O poeta Freitas Filho, que foi um dos maiores amigos e é curador da obra de Ana Cristina Cesar – a autora homenageada desta edição da Flip –, brincou ao falar da relação com o diretor de cinema e disse que ninguém nunca olhou para ele por tanto tempo. Não só ele olhou pra mim. Eu também não tirei os olhos dele. Ficamos apaixonados, disse, arrancando risadas da plateia. [O Armando do filme] não é exatamente uma invenção dele, mas é uma criação dele sobre o que ele acha de mim e, principalmente, sobre o que ele sente por mim.
Em uma carreira que começou na década de 60, Armando tem 53 anos de poesia e conta que sua arte tem influência do cineasta francês Jean Luc Godard. Cada gênero de arte tem a mesma origem: descobrir o que ninguém falou daquela maneira. O poeta procura um modo de falar e dizer novo ou, pelo menos, inesperado, disse Freitas Filho.
Homenageada
O diretor de cinema e fotógrafo Walter Carvalho lembrou um trabalho feito há 20 anos em que transita por objetos da homenageada da Flip, Ana Cristina Cesar, que chegaram a ele em uma sacola de plástico, entregue pela família.

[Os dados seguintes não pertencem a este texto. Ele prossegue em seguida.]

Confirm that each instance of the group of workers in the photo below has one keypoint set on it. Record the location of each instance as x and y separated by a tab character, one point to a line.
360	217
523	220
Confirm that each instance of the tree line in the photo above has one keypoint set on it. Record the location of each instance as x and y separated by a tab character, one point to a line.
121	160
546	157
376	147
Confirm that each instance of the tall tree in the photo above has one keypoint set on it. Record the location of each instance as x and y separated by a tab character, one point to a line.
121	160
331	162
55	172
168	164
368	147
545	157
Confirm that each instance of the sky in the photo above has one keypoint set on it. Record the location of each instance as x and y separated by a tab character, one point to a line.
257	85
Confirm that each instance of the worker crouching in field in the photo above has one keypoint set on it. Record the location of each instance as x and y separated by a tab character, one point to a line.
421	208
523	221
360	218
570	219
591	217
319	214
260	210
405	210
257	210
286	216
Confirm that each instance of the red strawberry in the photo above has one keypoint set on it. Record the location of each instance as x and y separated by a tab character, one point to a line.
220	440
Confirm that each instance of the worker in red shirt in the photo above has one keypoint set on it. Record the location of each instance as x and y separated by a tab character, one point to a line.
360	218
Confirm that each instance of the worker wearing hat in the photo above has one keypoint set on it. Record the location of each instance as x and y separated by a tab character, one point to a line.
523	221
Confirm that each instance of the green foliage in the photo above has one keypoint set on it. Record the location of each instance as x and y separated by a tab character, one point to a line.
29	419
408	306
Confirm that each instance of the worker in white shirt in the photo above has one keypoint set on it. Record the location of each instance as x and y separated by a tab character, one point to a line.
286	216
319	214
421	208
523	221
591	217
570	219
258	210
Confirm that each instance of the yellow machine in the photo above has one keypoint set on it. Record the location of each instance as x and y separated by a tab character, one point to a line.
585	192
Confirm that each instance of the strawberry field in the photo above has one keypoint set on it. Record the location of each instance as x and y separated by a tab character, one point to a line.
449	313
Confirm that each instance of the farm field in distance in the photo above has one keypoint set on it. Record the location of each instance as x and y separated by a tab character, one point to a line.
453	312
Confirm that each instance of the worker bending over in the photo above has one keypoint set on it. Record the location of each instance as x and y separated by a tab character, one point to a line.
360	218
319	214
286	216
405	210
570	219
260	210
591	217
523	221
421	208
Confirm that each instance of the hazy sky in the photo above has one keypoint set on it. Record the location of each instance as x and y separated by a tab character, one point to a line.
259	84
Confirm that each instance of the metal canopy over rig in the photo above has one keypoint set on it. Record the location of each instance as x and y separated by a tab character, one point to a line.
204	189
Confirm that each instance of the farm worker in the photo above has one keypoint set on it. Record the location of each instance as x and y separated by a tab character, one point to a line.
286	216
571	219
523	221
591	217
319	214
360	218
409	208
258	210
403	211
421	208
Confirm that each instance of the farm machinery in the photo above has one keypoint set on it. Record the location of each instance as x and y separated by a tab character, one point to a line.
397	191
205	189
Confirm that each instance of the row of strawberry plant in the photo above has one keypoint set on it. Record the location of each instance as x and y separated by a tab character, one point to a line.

Colocamos todos os objetos em uma mesa e, em duas tardes com a câmera, fomos tentando encontrar as conexões daqueles objetos e tentando entender a poeta Ana Cristina através daqueles objetos.
O poeta Freitas Filho contou que conheceu a amiga quando ela ainda tinha 20 anos e que a relação entre os dois sempre foi marcada por brigas. Ela provocava você para falar, para contar, para ouvir. Era uma mulher que ouvia muito o que você falava. E isso era forte e até incômodo. Não é à toa que nesses sete anos de profunda amizade a gente brigou muito, porque tudo era um problema pra ser resolvido, recorda.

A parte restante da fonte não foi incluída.